Gmail’s outage today made me think about something I’ve had in the back of my brain for a while.  While I’m a big fan of the cloud (as long as it makes sense for you), one of the things we say is that you can outsource the management of your data, but not the responsibility for it.  I’ve also written that for personal data, I do not believe in using a free (or incredibly cheap) cloud service provider to store your only copy of data. For example, I don’t believe that the only copy of your pictures should be on Flickr.

But now there’s a way to have two copies of data in the cloud: cloud backups for cloud storage.  Backupify.com and backupmyblog.com/backupmypics.com/backupmytweets.com/backupmymail.com will back up various parts of your online life for a reasonable fee.

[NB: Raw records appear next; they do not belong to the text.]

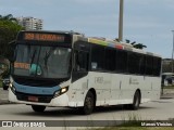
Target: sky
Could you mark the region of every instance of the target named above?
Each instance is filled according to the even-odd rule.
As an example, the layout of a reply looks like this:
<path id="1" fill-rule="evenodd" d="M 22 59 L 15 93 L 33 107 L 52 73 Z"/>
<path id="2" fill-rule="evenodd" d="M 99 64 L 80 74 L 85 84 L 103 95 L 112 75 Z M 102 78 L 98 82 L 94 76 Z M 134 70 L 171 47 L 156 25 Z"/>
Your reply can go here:
<path id="1" fill-rule="evenodd" d="M 0 0 L 0 15 L 32 16 L 45 30 L 74 30 L 87 37 L 119 37 L 120 0 Z M 123 40 L 172 57 L 174 0 L 124 0 Z"/>

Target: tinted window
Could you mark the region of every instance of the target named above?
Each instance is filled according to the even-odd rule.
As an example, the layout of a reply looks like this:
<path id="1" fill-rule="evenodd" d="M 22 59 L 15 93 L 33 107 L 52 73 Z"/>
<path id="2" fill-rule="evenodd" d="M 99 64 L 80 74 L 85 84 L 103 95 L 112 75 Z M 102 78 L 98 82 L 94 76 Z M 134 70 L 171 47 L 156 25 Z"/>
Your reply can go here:
<path id="1" fill-rule="evenodd" d="M 105 70 L 115 70 L 115 52 L 112 48 L 105 48 Z"/>
<path id="2" fill-rule="evenodd" d="M 104 47 L 91 44 L 91 69 L 104 69 Z"/>
<path id="3" fill-rule="evenodd" d="M 147 55 L 146 56 L 146 75 L 153 74 L 153 57 Z"/>
<path id="4" fill-rule="evenodd" d="M 127 73 L 127 52 L 116 51 L 116 72 Z"/>

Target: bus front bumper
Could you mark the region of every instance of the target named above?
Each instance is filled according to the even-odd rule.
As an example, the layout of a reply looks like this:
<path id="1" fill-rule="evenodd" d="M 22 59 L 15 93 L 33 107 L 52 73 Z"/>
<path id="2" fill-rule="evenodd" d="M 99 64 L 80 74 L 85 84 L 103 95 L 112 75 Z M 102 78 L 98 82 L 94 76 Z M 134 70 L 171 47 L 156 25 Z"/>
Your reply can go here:
<path id="1" fill-rule="evenodd" d="M 49 103 L 29 102 L 17 100 L 16 95 L 9 89 L 9 101 L 14 103 L 29 104 L 29 105 L 45 105 L 45 106 L 69 106 L 69 96 L 66 93 L 53 98 Z"/>

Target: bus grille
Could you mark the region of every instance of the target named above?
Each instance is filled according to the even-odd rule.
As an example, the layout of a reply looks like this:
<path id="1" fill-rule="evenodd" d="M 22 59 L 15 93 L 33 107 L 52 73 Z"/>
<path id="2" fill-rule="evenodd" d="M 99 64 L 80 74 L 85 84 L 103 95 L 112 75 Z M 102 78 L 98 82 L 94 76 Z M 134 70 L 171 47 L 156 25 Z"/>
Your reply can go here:
<path id="1" fill-rule="evenodd" d="M 26 93 L 21 93 L 21 92 L 15 92 L 17 100 L 20 101 L 27 101 L 27 102 L 34 102 L 29 101 L 29 96 L 35 96 L 38 99 L 37 103 L 50 103 L 51 100 L 53 99 L 52 95 L 32 95 L 32 94 L 26 94 Z"/>

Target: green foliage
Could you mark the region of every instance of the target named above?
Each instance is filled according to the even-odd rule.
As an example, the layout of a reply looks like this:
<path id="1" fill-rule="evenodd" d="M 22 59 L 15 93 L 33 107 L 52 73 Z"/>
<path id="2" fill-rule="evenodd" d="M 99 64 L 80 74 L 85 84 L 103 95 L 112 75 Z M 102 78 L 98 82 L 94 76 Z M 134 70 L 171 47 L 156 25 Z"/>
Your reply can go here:
<path id="1" fill-rule="evenodd" d="M 0 15 L 0 55 L 10 57 L 12 50 L 9 42 L 14 40 L 17 32 L 22 30 L 12 14 L 2 16 Z"/>

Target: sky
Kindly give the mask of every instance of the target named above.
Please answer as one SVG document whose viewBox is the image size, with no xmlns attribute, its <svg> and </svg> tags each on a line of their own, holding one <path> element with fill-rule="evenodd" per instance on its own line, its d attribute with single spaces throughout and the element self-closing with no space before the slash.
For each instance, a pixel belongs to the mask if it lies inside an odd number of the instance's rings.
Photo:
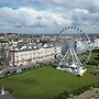
<svg viewBox="0 0 99 99">
<path fill-rule="evenodd" d="M 99 0 L 0 0 L 0 32 L 58 33 L 77 26 L 99 34 Z"/>
</svg>

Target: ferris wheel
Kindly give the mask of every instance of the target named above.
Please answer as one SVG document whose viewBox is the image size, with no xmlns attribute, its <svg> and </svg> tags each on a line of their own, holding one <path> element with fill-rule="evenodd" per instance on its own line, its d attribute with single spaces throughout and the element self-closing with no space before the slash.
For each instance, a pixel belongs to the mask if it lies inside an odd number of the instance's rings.
<svg viewBox="0 0 99 99">
<path fill-rule="evenodd" d="M 58 59 L 56 69 L 82 76 L 87 70 L 84 65 L 91 55 L 89 36 L 78 28 L 68 26 L 58 33 L 57 46 L 62 52 L 56 58 Z"/>
</svg>

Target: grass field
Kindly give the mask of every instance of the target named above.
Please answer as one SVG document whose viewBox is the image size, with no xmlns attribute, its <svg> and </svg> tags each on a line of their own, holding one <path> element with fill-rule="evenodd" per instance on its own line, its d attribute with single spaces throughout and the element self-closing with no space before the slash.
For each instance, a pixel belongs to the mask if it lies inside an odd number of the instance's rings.
<svg viewBox="0 0 99 99">
<path fill-rule="evenodd" d="M 42 67 L 23 74 L 0 79 L 0 87 L 14 91 L 16 99 L 46 99 L 64 90 L 74 90 L 85 85 L 99 82 L 99 76 L 90 74 L 95 67 L 88 67 L 82 77 L 56 70 L 54 67 Z"/>
</svg>

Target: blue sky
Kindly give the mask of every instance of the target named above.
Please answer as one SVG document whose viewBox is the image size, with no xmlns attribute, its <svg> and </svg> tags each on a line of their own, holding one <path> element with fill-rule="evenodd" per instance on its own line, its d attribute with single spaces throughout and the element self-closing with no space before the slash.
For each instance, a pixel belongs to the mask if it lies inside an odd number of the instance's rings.
<svg viewBox="0 0 99 99">
<path fill-rule="evenodd" d="M 0 32 L 48 34 L 70 25 L 99 33 L 99 0 L 0 0 Z"/>
</svg>

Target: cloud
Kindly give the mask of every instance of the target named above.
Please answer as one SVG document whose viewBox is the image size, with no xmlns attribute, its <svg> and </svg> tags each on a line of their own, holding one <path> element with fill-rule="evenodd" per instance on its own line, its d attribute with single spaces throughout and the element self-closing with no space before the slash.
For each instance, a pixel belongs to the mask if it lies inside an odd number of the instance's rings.
<svg viewBox="0 0 99 99">
<path fill-rule="evenodd" d="M 11 8 L 0 9 L 0 26 L 25 26 L 25 28 L 46 28 L 55 25 L 70 25 L 69 19 L 53 11 L 37 11 L 33 8 Z"/>
<path fill-rule="evenodd" d="M 97 25 L 99 26 L 99 13 L 91 13 L 86 9 L 74 9 L 72 12 L 74 25 Z"/>
</svg>

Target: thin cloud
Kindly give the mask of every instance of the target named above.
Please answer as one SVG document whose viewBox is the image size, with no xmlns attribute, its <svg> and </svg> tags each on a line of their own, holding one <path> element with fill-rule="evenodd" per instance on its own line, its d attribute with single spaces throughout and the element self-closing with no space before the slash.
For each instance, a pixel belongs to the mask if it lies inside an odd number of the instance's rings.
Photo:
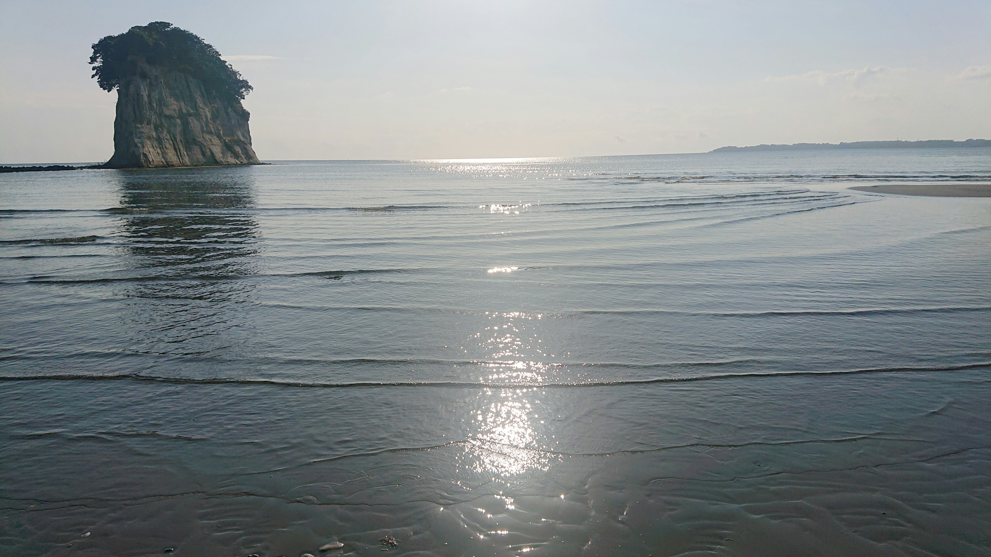
<svg viewBox="0 0 991 557">
<path fill-rule="evenodd" d="M 991 79 L 991 65 L 971 65 L 952 77 L 954 81 Z"/>
<path fill-rule="evenodd" d="M 830 81 L 862 81 L 867 77 L 874 75 L 883 75 L 887 73 L 900 73 L 906 71 L 905 67 L 888 67 L 886 65 L 878 65 L 875 67 L 864 67 L 863 69 L 844 69 L 842 71 L 834 71 L 832 73 L 827 71 L 823 71 L 822 69 L 816 69 L 813 71 L 807 71 L 805 73 L 796 73 L 795 75 L 785 75 L 782 77 L 770 76 L 765 81 L 815 81 L 820 85 L 826 85 Z"/>
<path fill-rule="evenodd" d="M 874 102 L 874 101 L 886 101 L 886 100 L 897 100 L 900 97 L 889 93 L 865 93 L 863 91 L 853 91 L 852 93 L 845 95 L 843 100 L 858 100 L 864 102 Z"/>
<path fill-rule="evenodd" d="M 282 59 L 278 56 L 269 56 L 264 55 L 235 55 L 233 56 L 220 56 L 227 61 L 246 61 L 256 59 Z"/>
</svg>

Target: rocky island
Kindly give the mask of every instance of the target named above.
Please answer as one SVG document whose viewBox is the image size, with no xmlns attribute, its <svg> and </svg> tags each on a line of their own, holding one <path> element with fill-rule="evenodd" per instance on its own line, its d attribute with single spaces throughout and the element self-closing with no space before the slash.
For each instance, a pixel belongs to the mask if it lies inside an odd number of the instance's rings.
<svg viewBox="0 0 991 557">
<path fill-rule="evenodd" d="M 114 156 L 103 167 L 259 165 L 241 100 L 252 90 L 220 53 L 166 22 L 93 45 L 93 77 L 117 89 Z"/>
</svg>

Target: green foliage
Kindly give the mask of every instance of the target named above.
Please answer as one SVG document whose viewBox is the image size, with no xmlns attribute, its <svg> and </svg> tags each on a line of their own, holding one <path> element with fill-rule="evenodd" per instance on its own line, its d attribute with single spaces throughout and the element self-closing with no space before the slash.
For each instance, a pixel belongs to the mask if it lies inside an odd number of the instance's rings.
<svg viewBox="0 0 991 557">
<path fill-rule="evenodd" d="M 252 86 L 202 39 L 157 21 L 135 26 L 127 33 L 108 35 L 93 45 L 89 56 L 93 77 L 105 91 L 112 91 L 128 77 L 137 76 L 143 63 L 180 71 L 199 79 L 217 94 L 243 99 Z"/>
</svg>

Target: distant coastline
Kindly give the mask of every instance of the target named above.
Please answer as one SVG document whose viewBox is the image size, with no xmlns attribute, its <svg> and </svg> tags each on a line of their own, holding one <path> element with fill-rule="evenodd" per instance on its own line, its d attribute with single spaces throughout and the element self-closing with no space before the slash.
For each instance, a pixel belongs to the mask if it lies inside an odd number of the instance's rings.
<svg viewBox="0 0 991 557">
<path fill-rule="evenodd" d="M 824 149 L 946 149 L 953 147 L 991 147 L 991 140 L 967 141 L 854 141 L 849 143 L 793 143 L 791 145 L 751 145 L 749 147 L 720 147 L 710 153 L 736 151 L 813 151 Z"/>
</svg>

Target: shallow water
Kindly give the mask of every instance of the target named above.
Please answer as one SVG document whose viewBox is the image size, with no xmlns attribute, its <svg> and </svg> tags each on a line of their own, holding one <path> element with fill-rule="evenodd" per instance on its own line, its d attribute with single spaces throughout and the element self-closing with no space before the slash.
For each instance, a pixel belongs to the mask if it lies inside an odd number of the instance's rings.
<svg viewBox="0 0 991 557">
<path fill-rule="evenodd" d="M 25 174 L 2 554 L 991 555 L 991 150 Z"/>
</svg>

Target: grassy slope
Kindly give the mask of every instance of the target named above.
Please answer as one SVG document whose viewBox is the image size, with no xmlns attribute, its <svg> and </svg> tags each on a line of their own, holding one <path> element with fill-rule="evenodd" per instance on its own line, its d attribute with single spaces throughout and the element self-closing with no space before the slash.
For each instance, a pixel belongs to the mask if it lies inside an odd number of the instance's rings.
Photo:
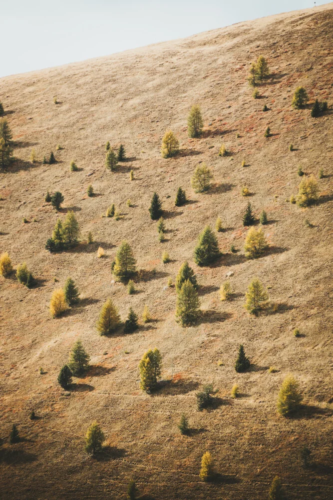
<svg viewBox="0 0 333 500">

Backupify.com has a free plan that will back up 2 GB of online data from Facebook, Twitter, Gmail and more.  The Pro account includes support for Google Apps and handles up to 20 GB of online data from 25 online accounts for $4.99/month.  Finally, they have the Pro 500 account that handles an unlimited number of accounts with an unlimited amount of storage for $19.95/mth.

Backupmyblog.com/backupmypics.com/backupmytweets.com/backupmymymail.com has a free 1 GB account and a basic account that cost $19.95/year for up to 1 GB of online data.  Additional storage is $2.95/GB/yr.  It is unclear if someone who wanted to back up all of those things would need four accounts or one account.

I have not used either of these (yet), but I’m surely thinking about it.